When you run the numbers it just doesn’t make any practical sense to have an urban chicken coop. Even if you’re Rocky and drinking down a dozen raw eggs every morning, you can never re-“coop” your investment – certainly not if you buy one of these uber-cool modern chicken coops. Let’s just look at the numbers:
Kick-ass modern pre-fab fair trade chicken coop – conservatively $1,000
Your average egg-laying chicken can produce 5 eggs per 7 days (some can average 1 a day but if I’m only going to hit you with a $1,000 charge on your chicken coop, you’re going to concede these 2 eggs to me)
Do I go with Rocky Balboa type egg consumption – I think not. We eat our fair share of eggs in my house (3 people) and we buy about a dozen eggs a week at the Piggly Wiggly price of $1.59 per dozen. That comes to $89.50/ year on eggs but that’s also 624 individual eggs. Since my chicken can only produce 260 eggs per year, I’m going to need 3 chickens.

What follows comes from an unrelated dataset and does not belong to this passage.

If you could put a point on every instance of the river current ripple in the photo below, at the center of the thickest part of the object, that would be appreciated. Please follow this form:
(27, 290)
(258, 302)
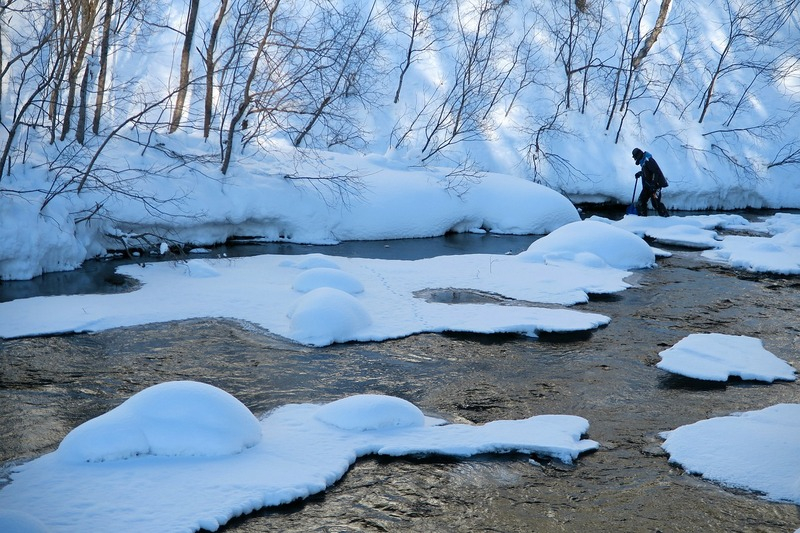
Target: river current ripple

The most cost-effective chicken I found on the internet was around $10 but let’s be serious. You aren’t going to stick a plain-old chicken in your kick-ass modern pre-fab fair trade chicken coop, are you? Because that just wouldn’t be cool. So let’s go with the “Dorking” chicken at $299.49 (that’s the one I would get just for the comedy gold you could mine out it). So that basically $750 for Dorking chickens (giggle). NOTE I had a hard time finding the cost of chickens – not unsexed chicks or eggs, chickens. If you know or want to send me a comment on what these species can be purchased for, I would greatly appreciate it.
To provide your chicken with food and healthy supplements (to keep it from getting sick, not to triple its egg production), a feeder and a source for water is going to cost you around $120 year.
So that’s $1,870 for year one cost to get started as compared to $89.50 for buying your eggs at the store – that’s a 21-year return on your investment. Even if I went cheap, your upfront and operational costs are going to run you more than buying free range hormone free fair trade eggs at the local farmers market. If you’re doing this to get better quality food and be part of a local food movement, buy your eggs from the local farmers market and donate the rest of the money your blowing to a food bank where you can help feed the locals. If you’re doing it because it’s fun – well, that’s a different post altogether.